Fin da ragazzina sognavo di fare la pornostar, non so perché, ma sentivo che era la mia vera vocazione. Ovviamente, vivendo in un paese dove la prostituzione era illegale, non avevo mai potuto fare quel lavoro. Ma avevo un profilo Twitter secondario dove postavo foto di me in boxer, o completamente nudo con un adesivo sulla faccia per non farmi riconoscere. Avevo persino osato pubblicare un video mentre mi masturbavo, e tutti erano impazziti, implorandomi di farne altri.

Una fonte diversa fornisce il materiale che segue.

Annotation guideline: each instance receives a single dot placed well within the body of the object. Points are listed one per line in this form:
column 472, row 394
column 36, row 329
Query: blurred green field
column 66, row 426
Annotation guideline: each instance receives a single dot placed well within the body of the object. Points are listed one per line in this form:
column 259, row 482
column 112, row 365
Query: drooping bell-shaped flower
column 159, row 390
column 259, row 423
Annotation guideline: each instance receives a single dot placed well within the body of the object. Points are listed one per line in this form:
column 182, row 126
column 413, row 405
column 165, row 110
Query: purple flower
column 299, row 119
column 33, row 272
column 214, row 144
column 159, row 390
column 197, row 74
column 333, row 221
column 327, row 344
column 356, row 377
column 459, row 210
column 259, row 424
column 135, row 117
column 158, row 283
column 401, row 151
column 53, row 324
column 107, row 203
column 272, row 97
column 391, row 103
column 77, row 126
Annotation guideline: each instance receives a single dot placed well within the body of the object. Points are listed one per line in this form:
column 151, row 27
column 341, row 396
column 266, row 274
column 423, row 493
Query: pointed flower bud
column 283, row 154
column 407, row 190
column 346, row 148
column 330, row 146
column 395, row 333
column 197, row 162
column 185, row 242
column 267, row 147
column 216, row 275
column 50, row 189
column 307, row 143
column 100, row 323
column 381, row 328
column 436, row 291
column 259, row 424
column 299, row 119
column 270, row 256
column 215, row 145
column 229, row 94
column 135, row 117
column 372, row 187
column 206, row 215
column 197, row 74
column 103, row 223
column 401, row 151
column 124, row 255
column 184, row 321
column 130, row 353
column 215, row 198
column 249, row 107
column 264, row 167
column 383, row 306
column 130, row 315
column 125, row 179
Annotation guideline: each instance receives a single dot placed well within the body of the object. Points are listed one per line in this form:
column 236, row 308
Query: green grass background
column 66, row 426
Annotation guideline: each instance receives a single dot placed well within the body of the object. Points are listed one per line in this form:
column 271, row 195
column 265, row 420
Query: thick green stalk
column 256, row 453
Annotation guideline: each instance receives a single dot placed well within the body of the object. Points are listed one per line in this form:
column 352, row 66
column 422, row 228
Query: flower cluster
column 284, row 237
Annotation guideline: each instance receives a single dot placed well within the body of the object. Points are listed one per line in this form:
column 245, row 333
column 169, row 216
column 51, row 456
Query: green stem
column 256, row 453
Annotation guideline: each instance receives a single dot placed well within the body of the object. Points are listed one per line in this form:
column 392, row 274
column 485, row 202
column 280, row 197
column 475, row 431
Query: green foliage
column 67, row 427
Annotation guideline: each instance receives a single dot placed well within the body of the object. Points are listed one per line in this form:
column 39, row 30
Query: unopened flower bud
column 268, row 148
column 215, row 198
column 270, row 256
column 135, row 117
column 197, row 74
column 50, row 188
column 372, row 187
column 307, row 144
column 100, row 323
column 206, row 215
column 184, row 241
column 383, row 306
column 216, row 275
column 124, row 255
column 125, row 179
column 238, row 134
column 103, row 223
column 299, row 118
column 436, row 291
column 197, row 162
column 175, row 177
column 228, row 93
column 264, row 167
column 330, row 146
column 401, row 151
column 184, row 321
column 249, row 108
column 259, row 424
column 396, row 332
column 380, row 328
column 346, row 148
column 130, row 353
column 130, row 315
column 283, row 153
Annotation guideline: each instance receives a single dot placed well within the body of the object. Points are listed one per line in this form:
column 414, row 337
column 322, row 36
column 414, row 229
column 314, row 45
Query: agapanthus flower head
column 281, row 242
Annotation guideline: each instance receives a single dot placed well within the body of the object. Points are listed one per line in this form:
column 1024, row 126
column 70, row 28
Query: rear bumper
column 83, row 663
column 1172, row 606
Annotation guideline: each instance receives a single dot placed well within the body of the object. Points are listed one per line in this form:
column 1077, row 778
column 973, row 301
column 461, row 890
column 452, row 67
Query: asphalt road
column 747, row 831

"Vai a casa, Zie?" mi chiese Jowem mentre stavo per salire in macchina. Si mordicchiò le labbra, cercando di sedurmi, ma io gli lanciai solo un'occhiata divertita. Era sexy, eccitante, ma non il mio tipo. Troppo macho per i miei gusti, anche se sapevo che era un passivo. Mi aveva offerto il suo corpo così tante volte che avevo perso il conto. Alla fine avevo ceduto, ma solo per un pompino, niente di più. Adesso insisteva perché lo scopassi, ma avevo sempre rifiutato.
"Sì, sono esausta dopo lo show," risposi con voce monotona, per fargli capire che non avevo voglia di parlare.
"Ehm... qualcuno ti viene a prendere? Vuoi un passaggio?" propose, ma io mi limitai a sorridergli e a scuotere lentamente la testa, declinando l'offerta. Ma era cieco? La mia macchina era proprio lì, accanto a lui.
"Grazie per la tua generosità, Jowem, ma ho la mia macchina," risposi, aprendo lo sportello. Non aspettai la sua replica e salii subito a bordo, dove Stuart, il mio autista, mi stava aspettando. Beh, Stuart non era solo il mio autista, era un agente speciale della PMA che avevo assunto come responsabile della mia sicurezza. Oltre a fare la modella di intimo, ero anche l'amministratore delegato della Mendez Publishing Inc.
"All'attico, Stuart," dissi appena salita in macchina. Lui annuì e mise in moto.
Eravamo a metà strada quando il traffico iniziò a farsi intenso. Dissi subito a Stuart di cercare un percorso alternativo per arrivare prima all'attico. Poco dopo, l'auto svoltò e vidi un cartello con la scritta "Senso Unico". Appoggiai la testa al sedile e chiusi gli occhi, per fare un pisolino.
Mi svegliai di soprassalto sentendo il cellulare vibrare nella tasca. Lo tirai fuori subito e vidi una marea di notifiche di email. Le aprii una ad una, saltando quelle meno importanti e concentrandomi su quelle urgenti.
Ci misi quasi un'ora per controllare tutta la posta. Stavo per rimettere il cellulare in tasca quando mi ricordai del mio profilo Twitter alternativo. Aprii subito l'app e feci il login.
Come al solito, il primo tweet che mi apparve era una compilation di foto in topless e video porno amatoriali. Poi lessi il primo tweet in cima alla pagina: era di un certo @ashtonxxx.
@ashtonxxx
"Ehi! Qualcuno sveglio? Cerco un posto per stanotte, zona Harbor. In cambio... fate voi. DM se ci state."
Allegata al tweet c'era la foto di un ragazzo nudo, con una grossa emoticon sulla faccia per non farsi riconoscere. Ma quel ragazzo era proprio il mio tipo: un fisico da *twink*, ben proporzionato, con la pelle liscia e pulita come quella di un neonato.
Se non fossi stato così stanco, gli avrei mandato subito un messaggio privato. Ma, visto che volevo solo riposare, decisi di non scrivergli. Andai prima sul suo profilo (Ashton, credo si chiamasse), cliccai su "Segui" e attivai le notifiche, per non perdermi i suoi prossimi tweet. Certo che non me lo sarei fatto scappare! Magari la prossima volta lo avrei invitato. A giudicare dai suoi tweet di tre ore prima, c'erano già un sacco di messaggi di gente disposta ad accettare il suo invito.
Persi un po' di tempo a curiosare sul mio profilo alternativo, finché le mani non mi si intorpidirono. Spensi il cellulare e lo rimisi in tasca.